Assembly in Directed Hypergraphs
Christoph Flamm, Daniel Merkle, Peter F. Stadler
TL;DR
The paper reframes assembly theory as a hypergraph problem, showing that assembly pathways correspond to shortest $B$-hyperpaths and embedding assembly constructs within directed hypergraphs. By establishing a 1-1 correspondence with acyclic $B$-hypergraphs and extending to general hypergraphs, it connects assembly to grammar-based compression, retrosynthesis, and rule-based graph rewriting via $DPO$. It further develops computational approaches, including an ILP formulation and DP methods, and analyzes cyclization effects and alternative cost measures to assess synthetic and evolutionary complexity.
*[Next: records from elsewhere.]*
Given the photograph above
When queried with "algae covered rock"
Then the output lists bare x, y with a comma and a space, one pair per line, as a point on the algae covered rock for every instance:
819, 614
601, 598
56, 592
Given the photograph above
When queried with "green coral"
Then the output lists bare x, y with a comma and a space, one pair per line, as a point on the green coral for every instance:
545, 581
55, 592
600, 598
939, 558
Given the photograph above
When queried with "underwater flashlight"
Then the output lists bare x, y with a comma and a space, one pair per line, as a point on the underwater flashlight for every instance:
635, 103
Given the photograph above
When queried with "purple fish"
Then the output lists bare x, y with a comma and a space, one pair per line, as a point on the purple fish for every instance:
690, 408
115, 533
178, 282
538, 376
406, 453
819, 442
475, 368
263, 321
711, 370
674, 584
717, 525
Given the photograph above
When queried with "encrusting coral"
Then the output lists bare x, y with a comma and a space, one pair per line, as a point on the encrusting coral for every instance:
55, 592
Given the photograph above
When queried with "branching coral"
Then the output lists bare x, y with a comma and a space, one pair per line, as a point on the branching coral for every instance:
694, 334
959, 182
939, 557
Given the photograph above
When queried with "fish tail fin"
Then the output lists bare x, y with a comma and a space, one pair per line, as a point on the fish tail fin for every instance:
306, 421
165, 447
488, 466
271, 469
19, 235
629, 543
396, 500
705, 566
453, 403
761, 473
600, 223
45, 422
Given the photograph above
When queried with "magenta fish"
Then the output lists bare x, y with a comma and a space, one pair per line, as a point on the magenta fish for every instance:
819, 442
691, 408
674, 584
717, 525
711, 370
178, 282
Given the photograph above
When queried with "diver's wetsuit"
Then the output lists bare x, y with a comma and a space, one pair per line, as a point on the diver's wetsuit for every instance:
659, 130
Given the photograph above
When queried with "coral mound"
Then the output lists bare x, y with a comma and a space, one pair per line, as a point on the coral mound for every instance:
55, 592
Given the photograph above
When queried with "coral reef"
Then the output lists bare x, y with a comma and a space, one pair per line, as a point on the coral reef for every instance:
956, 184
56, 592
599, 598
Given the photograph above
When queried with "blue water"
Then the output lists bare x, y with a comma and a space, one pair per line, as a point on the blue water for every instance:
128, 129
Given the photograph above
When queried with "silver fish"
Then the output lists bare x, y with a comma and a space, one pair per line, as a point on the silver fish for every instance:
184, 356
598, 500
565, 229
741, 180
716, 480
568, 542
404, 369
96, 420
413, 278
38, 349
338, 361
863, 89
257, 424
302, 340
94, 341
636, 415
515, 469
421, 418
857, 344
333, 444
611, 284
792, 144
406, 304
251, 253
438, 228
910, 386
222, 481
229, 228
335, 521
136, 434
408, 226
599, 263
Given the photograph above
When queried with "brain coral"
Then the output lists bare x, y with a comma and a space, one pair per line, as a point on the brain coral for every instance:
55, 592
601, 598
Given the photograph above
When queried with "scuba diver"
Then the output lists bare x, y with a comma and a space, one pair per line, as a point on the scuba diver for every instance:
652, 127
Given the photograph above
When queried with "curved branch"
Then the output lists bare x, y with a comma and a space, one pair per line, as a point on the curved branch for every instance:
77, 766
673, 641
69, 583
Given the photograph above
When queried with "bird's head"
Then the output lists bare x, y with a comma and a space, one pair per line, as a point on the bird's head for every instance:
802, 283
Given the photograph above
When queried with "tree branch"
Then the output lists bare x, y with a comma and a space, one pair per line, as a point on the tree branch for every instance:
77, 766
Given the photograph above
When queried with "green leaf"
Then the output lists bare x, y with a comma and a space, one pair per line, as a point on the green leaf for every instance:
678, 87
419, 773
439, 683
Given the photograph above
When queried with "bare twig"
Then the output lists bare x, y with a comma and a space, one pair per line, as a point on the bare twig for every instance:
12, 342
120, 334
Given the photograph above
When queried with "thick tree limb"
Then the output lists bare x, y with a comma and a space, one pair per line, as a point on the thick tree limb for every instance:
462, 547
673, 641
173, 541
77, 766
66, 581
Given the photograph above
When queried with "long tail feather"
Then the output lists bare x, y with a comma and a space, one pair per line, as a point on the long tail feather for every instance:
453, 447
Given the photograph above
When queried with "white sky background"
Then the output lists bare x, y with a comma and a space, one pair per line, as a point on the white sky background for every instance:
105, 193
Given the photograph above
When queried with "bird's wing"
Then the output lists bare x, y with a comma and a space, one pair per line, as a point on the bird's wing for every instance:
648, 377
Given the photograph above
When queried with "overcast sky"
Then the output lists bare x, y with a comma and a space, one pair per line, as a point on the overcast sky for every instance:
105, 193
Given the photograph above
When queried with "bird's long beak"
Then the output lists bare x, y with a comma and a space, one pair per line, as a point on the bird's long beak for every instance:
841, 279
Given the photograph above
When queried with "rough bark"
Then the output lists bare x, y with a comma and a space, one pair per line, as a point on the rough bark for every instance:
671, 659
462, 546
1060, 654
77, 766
The work unifies assembly with known hyperpath and synthesis-planning frameworks, enabling principled computation of complexity measures and opening avenues for applying assembly concepts to broader chemical reaction networks.
Abstract
Assembly theory has received considerable attention in the recent past. Here we analyze the formal framework of this model and show that assembly pathways coincide with certain minimal hyperpaths in B-hypergraphs. This makes it possible to generalize the notion of assembly to general chemical reaction systems and to make explicit the connection to rule based models of chemistry, in particular DPO graph rewriting. We observe, furthermore, that assembly theory is closely related to retrosynthetic analysis in chemistry. The assembly index fits seamlessly into a large family of cost measures for directed hyperpath problems that also encompasses cost functions used in computational synthesis planning. This allows to devise a generic approach to compute complexity measures derived from minimal hyperpaths in rule-derived directed hypergraphs using integer linear programming.